Response to 2020 pandemicEdit
In view of the coronavirus pandemic, the Secretary of State for Health and Social Care directed the NHS Commissioning Board to buy services from the private sector, thereby bypassing CCGs. The Exercise of Commissioning Functions by the NHS Commissioning Board (Coronavirus) Directions 2020 came into force on 20 March 2020, and were revised to widen the definition of independent providers on 27 March. The directive also allows NHS England to exercise functions normally carried out by CCGs, as the Board deems appropriate. The direction will be in place until the end of 2020.
Applications by GPs to reduce their catchment area are dealt with by NHS England.
In November 2014, Mr Justice Popplewell declared that NHS England "has acted unlawfully by reason of its failure to make arrangements for the involvement of patients in primary care commissioning decisions as required by the National Health Service Act 2006". The case involved the decision to scrap the minimum practice income guarantee. Richard Stein, a partner at Leigh Day, said the declaration could mean that patients would have to be involved in discussions on changes to the GP contract.
NHS England awarded a four-year contract to Capita to become sole provider of administrative services including payment administration, management of medical records, and eligibility lists for practitioners for GPs, opticians and dentists across the UK in June 2015.
The organisation was reported to be developing a strategy to support the use of personal health records in June 2015. This, it is hoped, could achieve up to £3.4 billion in annual efficiency savings by 2020. In April 2016 it published an index of digital maturity, where each of the 239 NHS trusts assessed its own "readiness", "capabilities" and "enabling infrastructure".
The NHS Long Term Plan set a target for all secondary care providers to move to digital records by 2024, which "will cover clinical and operational processes across all settings, locations and departments and be based on robust, modern IT infrastructure services for hosting, storage, networks and cyber security.”
Specialised services are those provided in relatively few hospitals and accessed by comparatively small numbers of patients, but with catchment populations of usually more than one million. These services tend to be located in specialised hospital trusts that can recruit a team of staff with the appropriate expertise. NHS England is responsible for commissioning £15.6 billion of specialised services and for dealing with Individual Funding Requests in respect of the specialist services it commissions.
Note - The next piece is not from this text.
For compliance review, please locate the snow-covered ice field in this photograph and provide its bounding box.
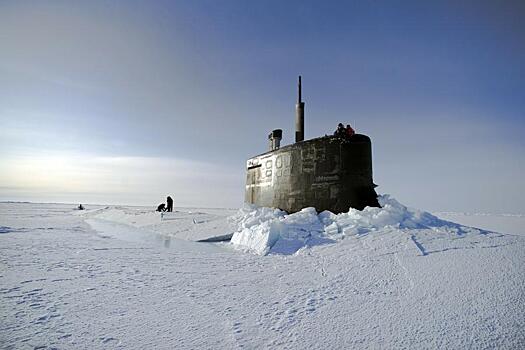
[0,196,525,349]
In 2015 there was criticism of delays in deciding on a policy for the prescription of Everolimus in the treatment of tuberous sclerosis. Twenty doctors addressed a letter to the board in support of the charity Tuberous Sclerosis Association saying "around 32 patients with critical need, whose doctors believe everolimus treatment is their best or only option, have no hope of access to funding. Most have been waiting many months. Approximately half of these patients are at imminent risk of a catastrophic event (renal bleed or kidney failure) with a high risk of preventable death."
It authorises and pays for treatment of narcolepsy with sodium oxybate by means of individual funding requests on the basis of exceptional circumstances. In May 2016 the High Court ordered NHS England to provide funding to treat a teenager with severe narcolepsy. The judge criticised their “thoroughly bad decision” and “absurd” policy discriminating against the girl when hundreds of other NHS patients already receive the drug. The Department of Health is also paying for the treatment of people whose narcolepsy was caused by the swine flu vaccine Pandemrix in 2009–10 by means of private prescriptions outside the National Health Service.